François Bayrou a eu l’occasion d’affirmer qu’il était favorable à une solution politique et un statut d’autonomie. La question qui se pose, c’est : dans le contexte actuel, aura-t-il les moyens de mener à son terme la révision constitutionnelle ? Il faudra en appeler à l’esprit de responsabilité de l’ensemble des forces politiques. Parce que la question corse doit être réglée et doit être réglée maintenant.
Émotion, joie, ferveur, fierté, sont les termes qui reviennent le plus souvent pour décrire la visite historique du pape en Corse. N’est-ce pas aussi une reconnaissance de la Corse, de ce que sont les Corses à travers leur foi, leur culture, voire leur identité ?
Poser la question, c’est y répondre. D’abord dire, mais chacun et chacune l’a ressenti, que nous avons vécu un moment extraordinaire, un moment de grâce, tant au plan individuel que collectif. On a senti monter la lame de fond lors des derniers jours. Puis on a passé une journée véritablement extraordinaire et qui, à mon avis, va marquer l’Histoire contemporaine de la Corse. Et cette journée va également produire des effets sur le moyen et sur le long terme.
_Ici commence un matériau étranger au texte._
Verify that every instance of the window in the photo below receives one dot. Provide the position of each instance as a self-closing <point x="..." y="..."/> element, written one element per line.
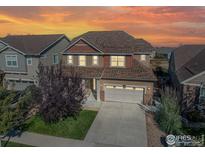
<point x="69" y="59"/>
<point x="44" y="56"/>
<point x="117" y="61"/>
<point x="82" y="61"/>
<point x="95" y="60"/>
<point x="11" y="61"/>
<point x="55" y="59"/>
<point x="29" y="61"/>
<point x="202" y="92"/>
<point x="143" y="57"/>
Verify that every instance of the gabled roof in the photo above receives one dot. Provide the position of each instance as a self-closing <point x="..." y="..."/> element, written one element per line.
<point x="189" y="61"/>
<point x="114" y="42"/>
<point x="32" y="44"/>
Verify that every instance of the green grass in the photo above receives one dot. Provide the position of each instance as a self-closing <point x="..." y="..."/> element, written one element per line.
<point x="68" y="128"/>
<point x="14" y="144"/>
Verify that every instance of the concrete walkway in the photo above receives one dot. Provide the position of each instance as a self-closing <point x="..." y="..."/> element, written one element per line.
<point x="39" y="140"/>
<point x="118" y="124"/>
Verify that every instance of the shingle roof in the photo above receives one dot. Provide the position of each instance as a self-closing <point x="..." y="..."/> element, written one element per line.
<point x="189" y="61"/>
<point x="115" y="42"/>
<point x="137" y="72"/>
<point x="31" y="44"/>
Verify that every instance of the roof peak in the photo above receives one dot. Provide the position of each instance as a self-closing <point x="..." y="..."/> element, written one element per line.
<point x="24" y="35"/>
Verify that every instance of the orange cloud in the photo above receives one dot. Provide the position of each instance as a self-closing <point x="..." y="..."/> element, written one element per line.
<point x="161" y="26"/>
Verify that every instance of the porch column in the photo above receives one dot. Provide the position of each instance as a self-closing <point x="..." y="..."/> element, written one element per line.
<point x="98" y="89"/>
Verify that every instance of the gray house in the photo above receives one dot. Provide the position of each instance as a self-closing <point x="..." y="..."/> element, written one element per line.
<point x="20" y="56"/>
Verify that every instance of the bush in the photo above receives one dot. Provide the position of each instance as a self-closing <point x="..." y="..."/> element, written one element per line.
<point x="14" y="108"/>
<point x="63" y="93"/>
<point x="168" y="116"/>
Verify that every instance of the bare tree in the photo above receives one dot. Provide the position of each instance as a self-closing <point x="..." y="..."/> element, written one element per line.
<point x="62" y="94"/>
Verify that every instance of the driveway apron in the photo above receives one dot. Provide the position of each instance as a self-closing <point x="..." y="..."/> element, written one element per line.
<point x="118" y="124"/>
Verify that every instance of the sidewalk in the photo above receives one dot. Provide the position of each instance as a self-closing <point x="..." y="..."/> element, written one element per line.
<point x="39" y="140"/>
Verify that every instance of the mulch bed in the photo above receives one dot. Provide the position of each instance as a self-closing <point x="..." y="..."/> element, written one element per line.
<point x="154" y="134"/>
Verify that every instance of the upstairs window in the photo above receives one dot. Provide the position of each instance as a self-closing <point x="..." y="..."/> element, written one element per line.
<point x="142" y="57"/>
<point x="69" y="59"/>
<point x="82" y="61"/>
<point x="202" y="92"/>
<point x="29" y="61"/>
<point x="118" y="61"/>
<point x="55" y="59"/>
<point x="11" y="61"/>
<point x="95" y="60"/>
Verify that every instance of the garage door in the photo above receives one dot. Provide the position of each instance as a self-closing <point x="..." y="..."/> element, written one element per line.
<point x="129" y="94"/>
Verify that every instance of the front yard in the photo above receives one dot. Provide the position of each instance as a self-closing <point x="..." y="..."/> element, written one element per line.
<point x="68" y="128"/>
<point x="14" y="144"/>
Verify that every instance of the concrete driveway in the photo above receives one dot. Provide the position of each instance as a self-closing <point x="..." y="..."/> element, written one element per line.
<point x="118" y="124"/>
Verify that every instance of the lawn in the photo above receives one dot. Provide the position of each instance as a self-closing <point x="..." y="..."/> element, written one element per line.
<point x="68" y="128"/>
<point x="14" y="144"/>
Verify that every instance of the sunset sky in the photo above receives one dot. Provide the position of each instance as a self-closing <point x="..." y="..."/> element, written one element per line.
<point x="161" y="26"/>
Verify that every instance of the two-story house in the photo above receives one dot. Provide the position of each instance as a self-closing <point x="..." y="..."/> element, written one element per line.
<point x="20" y="56"/>
<point x="114" y="64"/>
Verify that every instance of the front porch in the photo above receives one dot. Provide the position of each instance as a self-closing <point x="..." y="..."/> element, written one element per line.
<point x="93" y="101"/>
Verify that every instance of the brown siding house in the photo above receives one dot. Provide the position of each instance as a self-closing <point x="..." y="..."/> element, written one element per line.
<point x="107" y="61"/>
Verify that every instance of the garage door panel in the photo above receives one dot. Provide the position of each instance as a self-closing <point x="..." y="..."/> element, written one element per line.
<point x="130" y="95"/>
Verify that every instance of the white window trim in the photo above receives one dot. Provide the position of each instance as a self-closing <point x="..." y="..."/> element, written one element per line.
<point x="117" y="61"/>
<point x="144" y="57"/>
<point x="6" y="57"/>
<point x="201" y="88"/>
<point x="68" y="60"/>
<point x="57" y="60"/>
<point x="94" y="60"/>
<point x="30" y="60"/>
<point x="80" y="60"/>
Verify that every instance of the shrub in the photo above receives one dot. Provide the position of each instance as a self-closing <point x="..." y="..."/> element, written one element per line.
<point x="168" y="116"/>
<point x="14" y="108"/>
<point x="62" y="94"/>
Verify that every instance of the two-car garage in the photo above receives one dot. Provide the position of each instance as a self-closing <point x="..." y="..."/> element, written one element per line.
<point x="123" y="93"/>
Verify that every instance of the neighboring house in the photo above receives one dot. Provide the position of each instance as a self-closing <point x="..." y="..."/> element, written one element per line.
<point x="163" y="52"/>
<point x="20" y="56"/>
<point x="114" y="64"/>
<point x="187" y="72"/>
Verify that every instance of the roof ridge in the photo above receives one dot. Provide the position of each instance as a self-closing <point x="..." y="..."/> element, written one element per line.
<point x="21" y="35"/>
<point x="203" y="49"/>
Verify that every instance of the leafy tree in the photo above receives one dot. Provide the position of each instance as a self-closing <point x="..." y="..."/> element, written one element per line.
<point x="1" y="77"/>
<point x="62" y="94"/>
<point x="14" y="111"/>
<point x="168" y="116"/>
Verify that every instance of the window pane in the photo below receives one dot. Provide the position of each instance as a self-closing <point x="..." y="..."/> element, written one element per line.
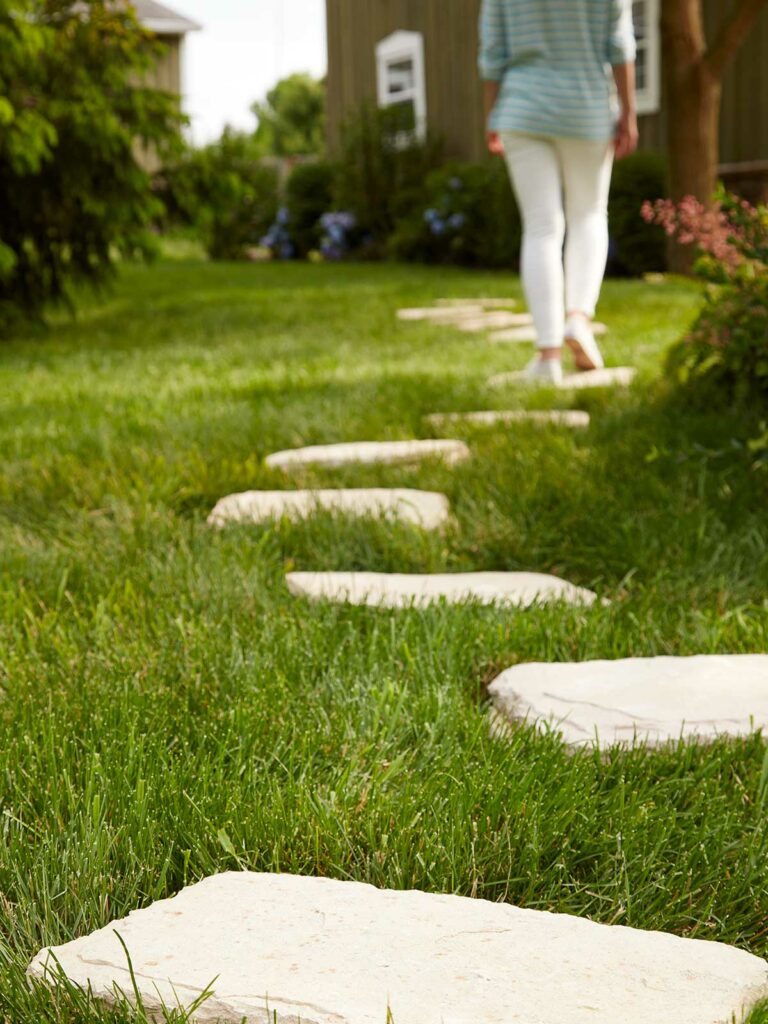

Ceci étant, je crois que le pape l’a dit, “je me suis senti à la maison”. Quel plus beau compliment pour la Corse et pour les Corses. Je crois que le peuple corse a démontré qu’il existe. Il a montré également qu’il est capable de réaliser des choses extraordinaires. Nous avions besoin, y compris pour nous-mêmes de faire cette démonstration, nous l’avons réussie, tant mieux.
L'entretien de Gilles Simeoni en intégralité :
Vous avez pu vous entretenir à deux reprises avec le pape, que vous a-t-il dit ?
D’abord, je lui ai remis un cadeau au nom de la collectivité de Corse, de la Corse et du peuple corse avec la présidente de l’Assemblée de Corse. On aura l’occasion de parler de ce cadeau qui est très symbolique, c’était assez formel.
Et puis il y a eu un moment inattendu puisque le pape a appris que j’avais eu un décès dans ma famille très proche. Il s’entretenait à ce moment-là avec le président de la République qui, je crois, a également porté cette information à sa connaissance. Et donc je me suis retrouvé de façon assez inattendue à la fois avec le président de la République et le pape, d’abord, puis avec le pape en tête-à-tête.
Je lui ai parlé, bien sûr, du peuple corse et son sourire montrait bien qu’il a ressenti l’existence de ce peuple. Et puis pour tout vous dire, il m’a béni. Donc voilà, que l’on soit croyant ou non, vivre des moments pareils, c’est extraordinaire.
Il reste trois ans avant de nouvelles élections territoriales, mais la machine de la collectivité de Corse est grippée, si l’on peut dire. Ordres du jour maigres, incertitude totale quant aux futures dotations, tensions syndicales également, comment comptez-vous inverser cette tendance mortifère ?
On va essayer de s’inspirer du message du pape et au-delà du message du pape de l’énergie positive que ce voyage pastoral a créé en Corse.
Au-delà de ça, le constat est peut-être un petit peu trop sévère, ordres du jour maigres, non. Je crois qu’au contraire les ordres du jour sont sur le plan politique, économique, social, extrêmement lourds.
Je crois qu’il va falloir réfléchir aux conditions pour créer un nouvel élan. Créer un nouvel élan, c’est s’adresser, au-delà de la majorité territoriale, à l’ensemble des Corses. Et puis changer un certain nombre de choses sans doute dans le conseil exécutif, dans l’assemblée de Corse, dans la façon de travailler. Peut-être et certainement aussi dans l’administration.